Karin Altenberg
Novelist, Translator
Karin Altenberg was born in Sweden and moved to the UK in 1996. She is a novelist and occasional translator who lives between Sweden and Britain and within two languages.
Her first novel, Island of Wings (Quercus, 2011), in which a missionary and his young wife struggle for love and existence on the remote island of St Kilda in the early nineteenth century, was nominated for the Orange prize, the Saltire award and the Scottish Mortgage Investment Trust book award; her second, Breaking Light (Quercus, 2014), is another story about unity and fracture set in a wild, threatening landscape. Both books were also published in the US.
After translating a novel for children she realised that this is probably best left to the professionals, yet she can’t quite stop herself. She has judged the Bernard Shaw prize for translation.
She has a PhD in archaeology from the University of Reading and her background as a landscape archaeologist has influenced her writing, with landscape always playing a central part in her novels about people on the edges of the world. She has also worked in the fields of cultural relations and arts and heritage management, and these different professional backgrounds have helped to keep her thinking and writing in two languages.
She has received fellowships to writers’ residencies in Italy, reviews regularly for the Wall Street Journal and also writes for the Guardian, the Irish Times and Slightly Foxed.

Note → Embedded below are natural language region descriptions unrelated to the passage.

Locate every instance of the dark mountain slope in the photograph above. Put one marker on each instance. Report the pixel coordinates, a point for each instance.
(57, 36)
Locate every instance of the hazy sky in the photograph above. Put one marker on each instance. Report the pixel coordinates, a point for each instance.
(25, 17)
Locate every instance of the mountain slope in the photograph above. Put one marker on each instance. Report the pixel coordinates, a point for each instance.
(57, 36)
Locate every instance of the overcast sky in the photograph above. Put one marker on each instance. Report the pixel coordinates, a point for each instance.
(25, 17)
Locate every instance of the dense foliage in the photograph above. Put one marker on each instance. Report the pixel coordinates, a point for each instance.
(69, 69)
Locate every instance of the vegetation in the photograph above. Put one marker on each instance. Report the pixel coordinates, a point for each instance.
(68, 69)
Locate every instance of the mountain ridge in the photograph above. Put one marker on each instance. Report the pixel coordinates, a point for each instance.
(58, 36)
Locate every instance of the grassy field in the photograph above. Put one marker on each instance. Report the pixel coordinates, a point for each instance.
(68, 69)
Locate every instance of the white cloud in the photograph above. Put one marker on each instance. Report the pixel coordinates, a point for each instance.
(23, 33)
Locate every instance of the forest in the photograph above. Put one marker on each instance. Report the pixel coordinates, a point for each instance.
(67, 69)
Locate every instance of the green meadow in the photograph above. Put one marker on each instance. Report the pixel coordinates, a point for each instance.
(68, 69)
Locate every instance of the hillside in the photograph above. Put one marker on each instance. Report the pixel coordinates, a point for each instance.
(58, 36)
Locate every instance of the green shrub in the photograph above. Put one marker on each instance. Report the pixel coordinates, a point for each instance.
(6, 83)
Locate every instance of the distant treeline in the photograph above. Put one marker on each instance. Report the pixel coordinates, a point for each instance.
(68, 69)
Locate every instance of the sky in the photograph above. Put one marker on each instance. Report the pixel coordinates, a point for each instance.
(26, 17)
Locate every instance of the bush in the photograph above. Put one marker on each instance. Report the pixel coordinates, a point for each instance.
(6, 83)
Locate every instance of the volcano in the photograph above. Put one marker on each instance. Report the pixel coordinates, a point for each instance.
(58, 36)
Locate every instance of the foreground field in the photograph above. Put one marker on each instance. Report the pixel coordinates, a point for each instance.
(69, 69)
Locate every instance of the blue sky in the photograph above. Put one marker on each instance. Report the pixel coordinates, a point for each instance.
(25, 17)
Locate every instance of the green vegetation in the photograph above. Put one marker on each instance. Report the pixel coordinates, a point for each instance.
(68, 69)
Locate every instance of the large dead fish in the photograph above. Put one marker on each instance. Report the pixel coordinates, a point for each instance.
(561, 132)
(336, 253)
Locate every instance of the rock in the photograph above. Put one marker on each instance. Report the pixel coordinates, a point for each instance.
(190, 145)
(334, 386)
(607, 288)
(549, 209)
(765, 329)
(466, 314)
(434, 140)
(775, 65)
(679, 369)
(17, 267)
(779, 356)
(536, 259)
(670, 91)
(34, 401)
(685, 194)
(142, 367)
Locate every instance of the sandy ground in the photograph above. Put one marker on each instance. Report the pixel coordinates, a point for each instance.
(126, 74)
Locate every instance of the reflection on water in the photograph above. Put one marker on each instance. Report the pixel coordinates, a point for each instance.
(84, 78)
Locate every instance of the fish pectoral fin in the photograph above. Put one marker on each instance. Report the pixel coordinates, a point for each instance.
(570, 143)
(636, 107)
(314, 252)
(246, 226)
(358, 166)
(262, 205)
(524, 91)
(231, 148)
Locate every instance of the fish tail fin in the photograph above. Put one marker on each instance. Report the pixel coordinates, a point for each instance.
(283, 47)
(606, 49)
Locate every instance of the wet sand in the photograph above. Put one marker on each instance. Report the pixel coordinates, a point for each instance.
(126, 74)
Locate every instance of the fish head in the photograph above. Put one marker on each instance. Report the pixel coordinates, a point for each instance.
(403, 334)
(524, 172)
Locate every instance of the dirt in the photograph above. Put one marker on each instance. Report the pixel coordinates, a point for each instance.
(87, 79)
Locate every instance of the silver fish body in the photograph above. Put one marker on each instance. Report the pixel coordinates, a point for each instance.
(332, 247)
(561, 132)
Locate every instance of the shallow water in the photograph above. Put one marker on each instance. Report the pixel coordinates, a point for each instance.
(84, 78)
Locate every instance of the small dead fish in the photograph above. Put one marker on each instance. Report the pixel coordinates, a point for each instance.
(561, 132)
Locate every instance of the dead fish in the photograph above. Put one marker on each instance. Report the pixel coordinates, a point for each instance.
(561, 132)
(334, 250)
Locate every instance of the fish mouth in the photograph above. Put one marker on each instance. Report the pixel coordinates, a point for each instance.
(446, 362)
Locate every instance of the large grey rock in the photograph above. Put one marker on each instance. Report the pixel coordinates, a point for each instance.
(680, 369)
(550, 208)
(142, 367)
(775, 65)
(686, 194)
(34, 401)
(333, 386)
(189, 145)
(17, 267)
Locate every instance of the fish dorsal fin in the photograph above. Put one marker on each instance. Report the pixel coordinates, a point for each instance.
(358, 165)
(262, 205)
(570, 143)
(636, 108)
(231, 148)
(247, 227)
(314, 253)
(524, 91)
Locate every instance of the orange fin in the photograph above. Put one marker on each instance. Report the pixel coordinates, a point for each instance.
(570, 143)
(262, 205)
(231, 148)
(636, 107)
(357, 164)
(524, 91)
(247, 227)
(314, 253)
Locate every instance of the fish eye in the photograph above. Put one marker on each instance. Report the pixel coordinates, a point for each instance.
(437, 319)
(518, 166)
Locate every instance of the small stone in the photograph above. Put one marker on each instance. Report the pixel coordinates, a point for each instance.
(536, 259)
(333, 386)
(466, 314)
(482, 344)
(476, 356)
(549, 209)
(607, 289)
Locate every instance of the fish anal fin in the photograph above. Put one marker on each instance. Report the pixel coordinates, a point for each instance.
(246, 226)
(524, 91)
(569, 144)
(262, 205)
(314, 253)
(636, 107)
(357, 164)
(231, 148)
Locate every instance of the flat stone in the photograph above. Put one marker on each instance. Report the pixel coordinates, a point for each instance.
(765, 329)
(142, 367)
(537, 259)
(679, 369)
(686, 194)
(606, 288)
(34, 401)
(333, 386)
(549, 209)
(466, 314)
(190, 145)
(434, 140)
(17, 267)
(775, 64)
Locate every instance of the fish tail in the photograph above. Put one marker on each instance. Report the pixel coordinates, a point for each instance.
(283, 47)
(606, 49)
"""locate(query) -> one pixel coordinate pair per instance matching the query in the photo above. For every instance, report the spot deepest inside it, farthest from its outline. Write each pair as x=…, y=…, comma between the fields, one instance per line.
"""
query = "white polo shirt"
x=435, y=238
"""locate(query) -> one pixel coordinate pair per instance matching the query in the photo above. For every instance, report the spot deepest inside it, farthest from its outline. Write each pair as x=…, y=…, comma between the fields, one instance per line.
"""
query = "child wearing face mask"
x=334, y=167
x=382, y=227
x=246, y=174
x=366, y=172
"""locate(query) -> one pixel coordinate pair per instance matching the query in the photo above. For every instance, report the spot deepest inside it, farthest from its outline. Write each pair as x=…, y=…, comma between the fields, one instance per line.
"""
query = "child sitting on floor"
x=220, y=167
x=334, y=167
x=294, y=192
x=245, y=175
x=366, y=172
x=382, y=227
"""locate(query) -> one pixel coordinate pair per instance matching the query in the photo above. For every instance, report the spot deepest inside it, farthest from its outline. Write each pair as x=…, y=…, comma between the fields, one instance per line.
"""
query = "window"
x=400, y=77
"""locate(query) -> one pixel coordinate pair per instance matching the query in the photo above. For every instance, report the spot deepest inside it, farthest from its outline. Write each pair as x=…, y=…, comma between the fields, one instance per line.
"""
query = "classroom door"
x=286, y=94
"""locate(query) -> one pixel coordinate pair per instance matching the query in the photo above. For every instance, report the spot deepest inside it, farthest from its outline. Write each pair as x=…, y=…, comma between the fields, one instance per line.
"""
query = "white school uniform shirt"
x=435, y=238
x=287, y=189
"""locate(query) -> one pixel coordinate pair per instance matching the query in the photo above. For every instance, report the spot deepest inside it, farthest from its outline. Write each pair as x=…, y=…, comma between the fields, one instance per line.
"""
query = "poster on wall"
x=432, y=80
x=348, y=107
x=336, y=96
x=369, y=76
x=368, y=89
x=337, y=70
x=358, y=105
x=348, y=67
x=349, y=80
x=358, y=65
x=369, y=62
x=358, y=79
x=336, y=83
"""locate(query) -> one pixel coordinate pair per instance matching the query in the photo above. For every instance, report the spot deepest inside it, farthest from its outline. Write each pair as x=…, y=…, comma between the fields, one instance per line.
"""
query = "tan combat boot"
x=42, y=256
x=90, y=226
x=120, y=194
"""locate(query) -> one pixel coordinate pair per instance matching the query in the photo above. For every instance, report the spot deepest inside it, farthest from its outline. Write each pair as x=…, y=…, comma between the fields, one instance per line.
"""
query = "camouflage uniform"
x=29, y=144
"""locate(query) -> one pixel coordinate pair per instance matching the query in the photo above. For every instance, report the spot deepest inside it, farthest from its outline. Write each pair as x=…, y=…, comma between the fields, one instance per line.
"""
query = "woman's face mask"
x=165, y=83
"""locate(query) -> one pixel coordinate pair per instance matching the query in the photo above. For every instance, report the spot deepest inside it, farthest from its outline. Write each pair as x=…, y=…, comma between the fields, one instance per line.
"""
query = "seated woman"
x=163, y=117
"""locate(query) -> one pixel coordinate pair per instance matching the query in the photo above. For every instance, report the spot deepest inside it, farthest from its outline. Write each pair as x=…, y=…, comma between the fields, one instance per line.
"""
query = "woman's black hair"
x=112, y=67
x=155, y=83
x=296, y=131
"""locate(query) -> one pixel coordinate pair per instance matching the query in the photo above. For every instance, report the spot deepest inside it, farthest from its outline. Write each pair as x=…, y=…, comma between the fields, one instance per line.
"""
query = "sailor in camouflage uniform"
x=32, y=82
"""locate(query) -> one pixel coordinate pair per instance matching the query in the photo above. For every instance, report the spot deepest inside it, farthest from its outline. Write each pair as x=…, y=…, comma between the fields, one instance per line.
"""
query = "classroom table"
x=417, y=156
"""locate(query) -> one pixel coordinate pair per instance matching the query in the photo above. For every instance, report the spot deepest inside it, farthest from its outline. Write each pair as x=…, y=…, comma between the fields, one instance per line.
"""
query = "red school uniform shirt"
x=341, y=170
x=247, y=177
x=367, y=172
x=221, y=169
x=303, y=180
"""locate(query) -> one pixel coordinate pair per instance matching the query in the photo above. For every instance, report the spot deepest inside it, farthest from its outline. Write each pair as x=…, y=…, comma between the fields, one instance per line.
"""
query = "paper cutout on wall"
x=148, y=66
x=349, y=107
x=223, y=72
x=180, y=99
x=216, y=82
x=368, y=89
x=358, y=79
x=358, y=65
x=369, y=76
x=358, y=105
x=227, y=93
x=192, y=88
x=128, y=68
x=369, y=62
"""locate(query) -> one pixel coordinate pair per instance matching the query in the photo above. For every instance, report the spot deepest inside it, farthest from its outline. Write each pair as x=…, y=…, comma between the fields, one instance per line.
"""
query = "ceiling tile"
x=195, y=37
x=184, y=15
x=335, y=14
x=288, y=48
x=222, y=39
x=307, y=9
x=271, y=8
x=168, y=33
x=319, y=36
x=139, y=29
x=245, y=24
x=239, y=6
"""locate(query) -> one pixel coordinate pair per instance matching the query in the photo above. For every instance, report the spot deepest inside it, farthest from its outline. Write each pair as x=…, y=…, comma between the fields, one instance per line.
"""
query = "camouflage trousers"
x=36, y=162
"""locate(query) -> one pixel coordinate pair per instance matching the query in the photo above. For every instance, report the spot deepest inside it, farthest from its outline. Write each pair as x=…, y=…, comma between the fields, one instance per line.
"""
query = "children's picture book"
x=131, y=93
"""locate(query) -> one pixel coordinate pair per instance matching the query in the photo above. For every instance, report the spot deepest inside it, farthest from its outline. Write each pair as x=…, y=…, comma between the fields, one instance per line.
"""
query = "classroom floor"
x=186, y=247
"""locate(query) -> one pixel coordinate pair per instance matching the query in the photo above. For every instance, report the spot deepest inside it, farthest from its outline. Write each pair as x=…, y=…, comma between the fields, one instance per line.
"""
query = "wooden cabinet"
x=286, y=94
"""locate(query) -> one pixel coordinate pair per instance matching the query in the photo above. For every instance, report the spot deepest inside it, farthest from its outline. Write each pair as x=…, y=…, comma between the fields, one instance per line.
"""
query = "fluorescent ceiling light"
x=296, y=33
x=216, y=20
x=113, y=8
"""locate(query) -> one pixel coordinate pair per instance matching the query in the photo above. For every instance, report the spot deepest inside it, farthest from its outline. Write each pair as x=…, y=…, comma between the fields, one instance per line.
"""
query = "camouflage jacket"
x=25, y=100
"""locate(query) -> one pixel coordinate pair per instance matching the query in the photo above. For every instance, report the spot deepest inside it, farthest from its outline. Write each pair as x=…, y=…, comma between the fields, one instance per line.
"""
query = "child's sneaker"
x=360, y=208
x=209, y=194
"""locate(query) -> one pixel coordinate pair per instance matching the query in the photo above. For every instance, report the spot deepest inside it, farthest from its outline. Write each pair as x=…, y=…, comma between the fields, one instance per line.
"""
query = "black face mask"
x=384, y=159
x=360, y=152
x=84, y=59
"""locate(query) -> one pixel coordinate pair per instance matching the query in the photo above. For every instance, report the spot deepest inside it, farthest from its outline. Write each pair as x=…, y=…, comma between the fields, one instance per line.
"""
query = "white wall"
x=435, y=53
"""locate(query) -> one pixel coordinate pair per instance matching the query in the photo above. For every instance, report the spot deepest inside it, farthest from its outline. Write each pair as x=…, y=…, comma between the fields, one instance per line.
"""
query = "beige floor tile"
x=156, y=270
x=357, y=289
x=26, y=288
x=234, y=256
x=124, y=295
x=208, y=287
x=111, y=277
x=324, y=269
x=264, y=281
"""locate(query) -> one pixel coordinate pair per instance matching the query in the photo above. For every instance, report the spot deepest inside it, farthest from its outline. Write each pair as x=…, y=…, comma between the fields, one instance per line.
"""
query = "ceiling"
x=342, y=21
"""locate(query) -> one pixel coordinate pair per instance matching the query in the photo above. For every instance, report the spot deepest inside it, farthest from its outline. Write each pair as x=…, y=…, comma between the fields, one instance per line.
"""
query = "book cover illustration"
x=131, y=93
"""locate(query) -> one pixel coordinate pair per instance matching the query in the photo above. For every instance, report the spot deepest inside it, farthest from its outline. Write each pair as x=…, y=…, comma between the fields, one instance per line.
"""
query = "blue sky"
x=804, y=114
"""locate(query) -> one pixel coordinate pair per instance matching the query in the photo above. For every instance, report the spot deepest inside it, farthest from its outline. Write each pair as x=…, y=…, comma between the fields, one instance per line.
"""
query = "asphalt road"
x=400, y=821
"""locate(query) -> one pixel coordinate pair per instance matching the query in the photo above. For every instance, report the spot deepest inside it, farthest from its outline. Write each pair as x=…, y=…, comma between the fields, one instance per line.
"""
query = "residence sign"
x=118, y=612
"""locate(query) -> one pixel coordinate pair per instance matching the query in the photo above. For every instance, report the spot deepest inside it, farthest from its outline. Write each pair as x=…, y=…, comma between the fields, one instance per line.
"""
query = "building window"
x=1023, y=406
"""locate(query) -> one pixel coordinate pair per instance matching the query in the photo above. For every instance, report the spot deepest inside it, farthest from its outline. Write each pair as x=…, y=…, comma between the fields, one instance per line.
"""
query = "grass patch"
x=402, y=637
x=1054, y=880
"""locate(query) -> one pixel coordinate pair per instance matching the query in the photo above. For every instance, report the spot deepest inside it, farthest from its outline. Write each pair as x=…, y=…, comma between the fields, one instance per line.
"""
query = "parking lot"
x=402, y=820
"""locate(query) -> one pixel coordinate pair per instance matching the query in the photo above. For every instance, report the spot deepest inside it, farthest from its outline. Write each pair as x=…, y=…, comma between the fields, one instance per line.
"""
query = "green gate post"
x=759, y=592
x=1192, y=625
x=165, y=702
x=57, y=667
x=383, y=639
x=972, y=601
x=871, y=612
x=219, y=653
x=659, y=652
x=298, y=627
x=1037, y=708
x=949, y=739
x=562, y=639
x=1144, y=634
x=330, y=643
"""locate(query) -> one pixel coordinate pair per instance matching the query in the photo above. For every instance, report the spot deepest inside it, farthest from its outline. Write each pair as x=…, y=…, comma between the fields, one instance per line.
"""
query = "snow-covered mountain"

For her next novel, she is exploring the river-ways across the US from the Mississippi to the Pacific.
Originally from Sweden, Karin is a novelist, critic and translator. She holds a PhD in Archaeology and her experience as a novelist and academic writer – and of living within two languages – influenced her work as a RLF Fellow at Brunel University, particularly in understanding the writing development of students with more than one language. Karin joined the Bridge in 2019 and recognises that supporting students in becoming more confident writers is a way to enhance their experience of life after school. Karin is the Bridge coordinator for England and, together with her colleagues, she hopes to encourage more schools and students to benefit from the opportunities brought by the project.